第13章捷报里的官场术(2 / 2)
“以后重要的文书,你都经手。”
封常清站起来,抱拳:“属下遵命。”
从文书房出来,天已经快黑了。
封常清拄着拐杖往马厩走。走到半路,碰见了刘判官。刘判官显然是在等他,站在路中间,山羊胡在晚风里微微抖动。
“封常清。”他叫住他。
封常清停下来,抱拳:“刘大人。”
刘判官上下打量了他一番。一个瘸子,穿着旧军袍,身上还带着马粪味,站在都护府的青石板路上,怎么看怎么不协调。
“将军让你写捷报了?”
“是。属下只是帮将军录了个草稿,最后还是请大人把关润色。”
刘判官哼了一声:“你一个马夫,知道捷报的格式吗?知道抬头怎么写、落款怎么写、怎么用典、怎么避讳吗?”
封常清没有辩解。“刘大人说得对。属下只是把数字写清楚了,文章还是要靠大人。”
刘判官又哼了一声,背着手走了。
封常清站在原地,看着他的背影消失在暮色里。
回到耳房,康摩质和弥射都在。康摩质在啃馕,弥射在用突厥文写什么东西。两个人看见他进来,同时抬头。
“封叔,你今天怎么回来这么晚?”康摩质问。
“将军让我写捷报。”
康摩质不懂捷报是什么,继续啃馕。弥射放下手里的炭笔,看着封常清:“封叔,你要升官了?”
封常清在干草铺上坐下来,把拐杖靠在墙边。
“升不升官不重要。重要的是,他让我靠近了。”
弥射似懂非懂地点了点头。
封常清躺下来,闭上眼睛。脑子里在过今天写的那些字。他想起外祖父说过的一句话:“写字不难,难的是让看你字的人,觉得你懂他。”
高仙芝懂打仗,不懂朝廷。刘判官懂文章,不懂打仗。他封常清呢?他懂打仗——没上过战场,但他懂地形、懂水文、懂人心、懂马。

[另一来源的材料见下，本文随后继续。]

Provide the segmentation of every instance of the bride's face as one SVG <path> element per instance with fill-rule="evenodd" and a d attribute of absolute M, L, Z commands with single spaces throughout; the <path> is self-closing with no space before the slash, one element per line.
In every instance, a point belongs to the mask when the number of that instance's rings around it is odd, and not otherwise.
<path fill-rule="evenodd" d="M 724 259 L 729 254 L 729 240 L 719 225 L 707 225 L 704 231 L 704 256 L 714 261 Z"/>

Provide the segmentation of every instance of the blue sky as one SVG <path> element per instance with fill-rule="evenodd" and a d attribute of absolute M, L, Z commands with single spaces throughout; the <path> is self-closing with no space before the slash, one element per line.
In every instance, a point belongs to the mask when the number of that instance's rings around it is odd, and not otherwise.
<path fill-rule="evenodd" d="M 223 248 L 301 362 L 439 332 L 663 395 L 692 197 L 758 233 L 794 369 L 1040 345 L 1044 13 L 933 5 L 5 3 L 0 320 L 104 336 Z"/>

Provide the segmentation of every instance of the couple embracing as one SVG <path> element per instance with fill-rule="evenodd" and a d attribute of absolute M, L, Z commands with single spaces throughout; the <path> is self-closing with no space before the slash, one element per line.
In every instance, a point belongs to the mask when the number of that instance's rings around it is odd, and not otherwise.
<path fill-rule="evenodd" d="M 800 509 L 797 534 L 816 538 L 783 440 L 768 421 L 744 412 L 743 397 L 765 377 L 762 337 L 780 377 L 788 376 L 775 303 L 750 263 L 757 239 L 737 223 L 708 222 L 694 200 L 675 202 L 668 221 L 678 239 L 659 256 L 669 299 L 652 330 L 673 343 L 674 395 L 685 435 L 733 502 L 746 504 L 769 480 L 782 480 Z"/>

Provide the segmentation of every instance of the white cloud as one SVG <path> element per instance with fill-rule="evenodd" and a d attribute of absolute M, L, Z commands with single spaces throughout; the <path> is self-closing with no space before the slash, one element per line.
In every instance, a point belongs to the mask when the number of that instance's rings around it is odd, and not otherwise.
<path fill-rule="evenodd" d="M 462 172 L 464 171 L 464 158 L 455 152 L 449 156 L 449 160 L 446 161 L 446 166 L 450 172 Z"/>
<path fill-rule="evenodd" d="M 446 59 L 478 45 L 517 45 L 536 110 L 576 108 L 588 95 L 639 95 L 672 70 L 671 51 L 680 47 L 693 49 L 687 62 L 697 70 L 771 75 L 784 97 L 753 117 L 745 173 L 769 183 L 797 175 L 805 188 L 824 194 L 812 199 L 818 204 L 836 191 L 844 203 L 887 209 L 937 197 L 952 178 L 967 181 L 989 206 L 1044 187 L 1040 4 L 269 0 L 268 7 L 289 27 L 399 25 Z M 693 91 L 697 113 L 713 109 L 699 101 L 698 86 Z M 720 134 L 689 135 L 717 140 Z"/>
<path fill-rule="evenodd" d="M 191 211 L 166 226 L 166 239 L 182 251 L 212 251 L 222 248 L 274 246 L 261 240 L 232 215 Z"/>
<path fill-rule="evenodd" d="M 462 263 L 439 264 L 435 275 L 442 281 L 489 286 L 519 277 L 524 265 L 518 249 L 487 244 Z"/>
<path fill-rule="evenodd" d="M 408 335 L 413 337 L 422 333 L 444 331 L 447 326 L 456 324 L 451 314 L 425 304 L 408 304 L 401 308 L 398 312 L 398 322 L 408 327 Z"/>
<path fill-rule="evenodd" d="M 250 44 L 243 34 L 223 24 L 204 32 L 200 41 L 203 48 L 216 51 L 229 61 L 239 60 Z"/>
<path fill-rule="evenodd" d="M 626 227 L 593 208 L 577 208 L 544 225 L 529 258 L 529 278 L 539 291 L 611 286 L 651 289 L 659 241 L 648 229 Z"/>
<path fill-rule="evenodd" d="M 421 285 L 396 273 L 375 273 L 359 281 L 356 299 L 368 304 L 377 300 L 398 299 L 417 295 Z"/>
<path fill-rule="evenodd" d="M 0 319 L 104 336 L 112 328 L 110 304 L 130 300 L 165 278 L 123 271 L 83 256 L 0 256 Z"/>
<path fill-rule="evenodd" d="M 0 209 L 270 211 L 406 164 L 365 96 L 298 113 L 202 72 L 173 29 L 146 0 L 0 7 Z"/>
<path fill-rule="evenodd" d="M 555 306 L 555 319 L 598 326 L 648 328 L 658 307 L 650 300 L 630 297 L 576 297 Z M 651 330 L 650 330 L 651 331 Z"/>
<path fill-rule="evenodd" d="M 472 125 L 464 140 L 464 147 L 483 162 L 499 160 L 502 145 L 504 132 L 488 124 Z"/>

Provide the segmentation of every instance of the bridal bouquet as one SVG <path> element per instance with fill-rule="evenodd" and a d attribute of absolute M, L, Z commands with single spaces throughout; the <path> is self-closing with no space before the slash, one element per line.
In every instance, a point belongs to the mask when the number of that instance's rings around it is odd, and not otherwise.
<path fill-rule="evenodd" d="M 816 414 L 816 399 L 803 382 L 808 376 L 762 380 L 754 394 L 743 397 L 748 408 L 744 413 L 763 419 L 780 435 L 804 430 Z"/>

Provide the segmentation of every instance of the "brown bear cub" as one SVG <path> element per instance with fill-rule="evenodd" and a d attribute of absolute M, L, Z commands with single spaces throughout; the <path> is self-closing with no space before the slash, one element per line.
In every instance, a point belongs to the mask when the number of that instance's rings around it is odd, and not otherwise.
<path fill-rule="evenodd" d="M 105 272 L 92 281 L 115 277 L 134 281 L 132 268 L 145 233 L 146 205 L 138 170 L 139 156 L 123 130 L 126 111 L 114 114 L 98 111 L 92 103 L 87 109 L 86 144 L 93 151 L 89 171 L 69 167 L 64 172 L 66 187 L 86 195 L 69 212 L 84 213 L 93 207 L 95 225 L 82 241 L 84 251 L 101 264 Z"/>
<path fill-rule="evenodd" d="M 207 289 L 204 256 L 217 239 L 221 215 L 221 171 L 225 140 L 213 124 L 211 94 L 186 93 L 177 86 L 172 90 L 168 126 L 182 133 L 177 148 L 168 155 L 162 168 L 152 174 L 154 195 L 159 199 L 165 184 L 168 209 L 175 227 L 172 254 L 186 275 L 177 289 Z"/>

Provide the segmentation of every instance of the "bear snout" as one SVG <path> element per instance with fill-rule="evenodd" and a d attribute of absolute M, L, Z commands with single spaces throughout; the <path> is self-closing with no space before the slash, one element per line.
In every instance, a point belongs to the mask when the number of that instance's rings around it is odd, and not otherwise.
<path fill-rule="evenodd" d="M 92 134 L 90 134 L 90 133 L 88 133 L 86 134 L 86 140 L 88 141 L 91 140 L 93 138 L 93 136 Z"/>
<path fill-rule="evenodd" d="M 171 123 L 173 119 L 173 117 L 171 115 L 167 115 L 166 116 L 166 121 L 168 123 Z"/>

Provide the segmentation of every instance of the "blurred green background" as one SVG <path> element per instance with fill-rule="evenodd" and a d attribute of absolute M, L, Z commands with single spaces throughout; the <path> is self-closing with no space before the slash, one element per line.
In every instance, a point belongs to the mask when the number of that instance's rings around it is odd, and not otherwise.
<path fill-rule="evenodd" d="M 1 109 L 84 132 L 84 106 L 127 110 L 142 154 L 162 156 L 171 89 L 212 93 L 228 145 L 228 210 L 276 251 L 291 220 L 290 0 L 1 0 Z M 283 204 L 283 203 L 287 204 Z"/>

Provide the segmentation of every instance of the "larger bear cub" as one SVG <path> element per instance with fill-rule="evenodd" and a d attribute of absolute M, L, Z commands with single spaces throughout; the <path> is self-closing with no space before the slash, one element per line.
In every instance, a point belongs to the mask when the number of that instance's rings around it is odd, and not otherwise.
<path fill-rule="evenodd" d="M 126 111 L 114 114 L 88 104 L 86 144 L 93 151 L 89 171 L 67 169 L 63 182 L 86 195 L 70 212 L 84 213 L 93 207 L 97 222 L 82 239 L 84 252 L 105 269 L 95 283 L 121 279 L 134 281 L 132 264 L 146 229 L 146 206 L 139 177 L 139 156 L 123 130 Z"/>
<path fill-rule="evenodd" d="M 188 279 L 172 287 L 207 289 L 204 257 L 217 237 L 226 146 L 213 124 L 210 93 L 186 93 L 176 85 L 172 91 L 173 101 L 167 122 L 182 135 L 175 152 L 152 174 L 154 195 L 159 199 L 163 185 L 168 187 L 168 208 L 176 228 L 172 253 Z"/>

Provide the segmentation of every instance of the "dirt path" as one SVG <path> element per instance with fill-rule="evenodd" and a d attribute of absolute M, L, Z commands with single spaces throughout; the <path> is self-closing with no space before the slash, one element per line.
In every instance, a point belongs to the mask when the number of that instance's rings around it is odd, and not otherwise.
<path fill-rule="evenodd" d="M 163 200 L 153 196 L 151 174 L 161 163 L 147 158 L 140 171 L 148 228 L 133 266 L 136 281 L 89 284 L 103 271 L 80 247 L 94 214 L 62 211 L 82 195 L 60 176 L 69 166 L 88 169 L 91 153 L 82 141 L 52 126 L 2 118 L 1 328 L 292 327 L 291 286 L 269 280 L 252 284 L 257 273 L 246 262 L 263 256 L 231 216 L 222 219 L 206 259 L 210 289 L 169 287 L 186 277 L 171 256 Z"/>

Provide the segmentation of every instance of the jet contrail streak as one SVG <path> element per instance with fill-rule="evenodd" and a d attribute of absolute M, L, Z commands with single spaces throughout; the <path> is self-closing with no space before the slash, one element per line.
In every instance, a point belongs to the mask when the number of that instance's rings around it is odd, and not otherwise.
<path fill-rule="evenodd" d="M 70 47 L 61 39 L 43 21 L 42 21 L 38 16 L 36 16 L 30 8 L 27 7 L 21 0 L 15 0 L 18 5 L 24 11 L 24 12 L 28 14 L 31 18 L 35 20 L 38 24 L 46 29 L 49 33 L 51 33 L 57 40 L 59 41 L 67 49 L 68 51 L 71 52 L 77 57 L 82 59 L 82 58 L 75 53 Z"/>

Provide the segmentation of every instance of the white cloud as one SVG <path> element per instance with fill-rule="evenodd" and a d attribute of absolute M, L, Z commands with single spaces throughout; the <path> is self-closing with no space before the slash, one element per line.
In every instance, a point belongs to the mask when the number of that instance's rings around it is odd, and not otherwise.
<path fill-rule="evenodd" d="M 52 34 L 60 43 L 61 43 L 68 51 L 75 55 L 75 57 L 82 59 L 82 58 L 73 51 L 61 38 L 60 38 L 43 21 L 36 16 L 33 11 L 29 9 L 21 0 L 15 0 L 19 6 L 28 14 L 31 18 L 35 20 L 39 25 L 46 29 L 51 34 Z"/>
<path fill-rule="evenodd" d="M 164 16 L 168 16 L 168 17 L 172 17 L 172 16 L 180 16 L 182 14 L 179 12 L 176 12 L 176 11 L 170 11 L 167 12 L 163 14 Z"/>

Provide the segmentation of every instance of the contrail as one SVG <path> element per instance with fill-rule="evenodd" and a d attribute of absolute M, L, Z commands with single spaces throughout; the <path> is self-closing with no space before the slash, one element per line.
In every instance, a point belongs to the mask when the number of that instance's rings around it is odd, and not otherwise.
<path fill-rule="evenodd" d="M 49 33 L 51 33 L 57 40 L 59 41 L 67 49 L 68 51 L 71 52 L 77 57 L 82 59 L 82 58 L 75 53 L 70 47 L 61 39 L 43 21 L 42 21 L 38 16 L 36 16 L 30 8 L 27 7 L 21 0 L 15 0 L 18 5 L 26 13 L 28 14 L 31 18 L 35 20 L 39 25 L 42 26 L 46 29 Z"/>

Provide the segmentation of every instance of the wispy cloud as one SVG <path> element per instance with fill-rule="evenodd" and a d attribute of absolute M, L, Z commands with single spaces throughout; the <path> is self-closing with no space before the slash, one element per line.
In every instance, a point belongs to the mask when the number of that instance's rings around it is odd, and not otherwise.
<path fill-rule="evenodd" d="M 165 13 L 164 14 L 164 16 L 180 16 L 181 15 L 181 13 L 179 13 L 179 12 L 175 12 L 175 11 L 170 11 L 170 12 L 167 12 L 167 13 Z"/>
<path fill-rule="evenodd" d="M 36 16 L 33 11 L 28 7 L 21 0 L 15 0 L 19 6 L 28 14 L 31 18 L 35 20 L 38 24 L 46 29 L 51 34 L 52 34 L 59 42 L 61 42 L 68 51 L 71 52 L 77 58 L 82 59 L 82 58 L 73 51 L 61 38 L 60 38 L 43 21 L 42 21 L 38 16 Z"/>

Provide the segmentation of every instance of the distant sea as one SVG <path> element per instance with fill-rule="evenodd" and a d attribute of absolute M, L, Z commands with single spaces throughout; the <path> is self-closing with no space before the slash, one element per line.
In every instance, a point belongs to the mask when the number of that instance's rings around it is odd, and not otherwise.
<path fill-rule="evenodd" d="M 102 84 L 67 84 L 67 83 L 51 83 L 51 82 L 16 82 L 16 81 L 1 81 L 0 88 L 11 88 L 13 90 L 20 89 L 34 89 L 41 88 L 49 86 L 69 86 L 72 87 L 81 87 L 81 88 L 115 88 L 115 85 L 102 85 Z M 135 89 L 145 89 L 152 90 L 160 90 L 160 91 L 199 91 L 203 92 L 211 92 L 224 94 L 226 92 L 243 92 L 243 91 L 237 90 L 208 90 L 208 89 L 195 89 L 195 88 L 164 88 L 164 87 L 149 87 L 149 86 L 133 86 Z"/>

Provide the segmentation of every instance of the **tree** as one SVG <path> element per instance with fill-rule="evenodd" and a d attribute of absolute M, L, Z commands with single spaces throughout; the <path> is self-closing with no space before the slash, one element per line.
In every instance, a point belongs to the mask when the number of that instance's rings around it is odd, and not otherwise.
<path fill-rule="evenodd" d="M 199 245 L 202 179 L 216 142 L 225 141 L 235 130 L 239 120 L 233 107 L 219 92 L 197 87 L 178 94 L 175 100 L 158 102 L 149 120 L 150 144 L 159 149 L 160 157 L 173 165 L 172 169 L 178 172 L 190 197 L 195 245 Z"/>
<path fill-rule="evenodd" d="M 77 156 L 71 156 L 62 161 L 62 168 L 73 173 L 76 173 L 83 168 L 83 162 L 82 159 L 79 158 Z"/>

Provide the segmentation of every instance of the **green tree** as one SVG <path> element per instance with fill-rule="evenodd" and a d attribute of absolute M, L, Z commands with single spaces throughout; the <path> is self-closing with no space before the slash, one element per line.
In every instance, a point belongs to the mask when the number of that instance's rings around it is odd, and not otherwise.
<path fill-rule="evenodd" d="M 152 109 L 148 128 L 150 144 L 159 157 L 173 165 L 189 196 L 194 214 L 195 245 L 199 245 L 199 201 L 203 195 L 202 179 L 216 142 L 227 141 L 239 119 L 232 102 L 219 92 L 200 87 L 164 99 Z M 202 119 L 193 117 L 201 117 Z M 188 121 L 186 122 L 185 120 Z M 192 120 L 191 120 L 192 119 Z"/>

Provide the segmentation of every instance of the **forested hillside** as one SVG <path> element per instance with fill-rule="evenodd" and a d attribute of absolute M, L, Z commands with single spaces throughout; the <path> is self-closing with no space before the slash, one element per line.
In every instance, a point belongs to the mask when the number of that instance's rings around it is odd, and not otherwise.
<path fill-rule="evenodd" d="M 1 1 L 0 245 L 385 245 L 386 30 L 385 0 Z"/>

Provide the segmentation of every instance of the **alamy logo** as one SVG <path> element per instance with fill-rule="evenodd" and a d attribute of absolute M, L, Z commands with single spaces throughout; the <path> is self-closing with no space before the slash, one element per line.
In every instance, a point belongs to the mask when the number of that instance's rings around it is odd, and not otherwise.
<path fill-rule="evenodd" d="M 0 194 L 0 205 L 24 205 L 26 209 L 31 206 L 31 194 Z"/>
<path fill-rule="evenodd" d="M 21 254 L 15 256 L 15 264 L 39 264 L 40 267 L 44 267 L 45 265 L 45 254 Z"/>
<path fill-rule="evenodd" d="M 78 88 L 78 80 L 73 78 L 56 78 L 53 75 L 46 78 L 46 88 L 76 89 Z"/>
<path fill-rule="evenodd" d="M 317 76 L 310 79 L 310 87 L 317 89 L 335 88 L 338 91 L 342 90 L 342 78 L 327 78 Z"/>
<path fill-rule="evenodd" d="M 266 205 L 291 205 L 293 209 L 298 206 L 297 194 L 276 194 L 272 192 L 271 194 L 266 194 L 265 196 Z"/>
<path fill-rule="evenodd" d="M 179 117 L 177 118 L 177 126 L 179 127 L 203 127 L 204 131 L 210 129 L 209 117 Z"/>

他也懂朝廷——没见过皇帝,没进过中书省,但他懂官场要什么、皇帝要什么。
这两种东西加在一起,就是高仙芝说的——“你懂打仗,更懂朝廷想听什么。”
他翻了个身,把旧军袍盖在身上。
明天还要早起铲粪。
捷报发出后,日子照旧。
封常清白天在马厩铲粪,晚上去文书房帮刘判官整理公文。高仙芝没有再专门找他,但重要的文书开始从他手里过——不是他署名,是他起草、刘判官审定、高仙芝签发。他像一根缝衣针,穿在线里,谁也看不见,但没有他,那线就缝不上。
一个多月后,长安的使者到了龟兹。
是兵部的一个郎中,姓崔,四十来岁,白白净净,一看就是没吃过风沙的人。他骑着高头大马,带着十几个随从,捧着圣旨,在都护府的正堂里宣读了玄宗的口敕——高仙芝加授云麾将军,赏绢五百匹,将士各有差。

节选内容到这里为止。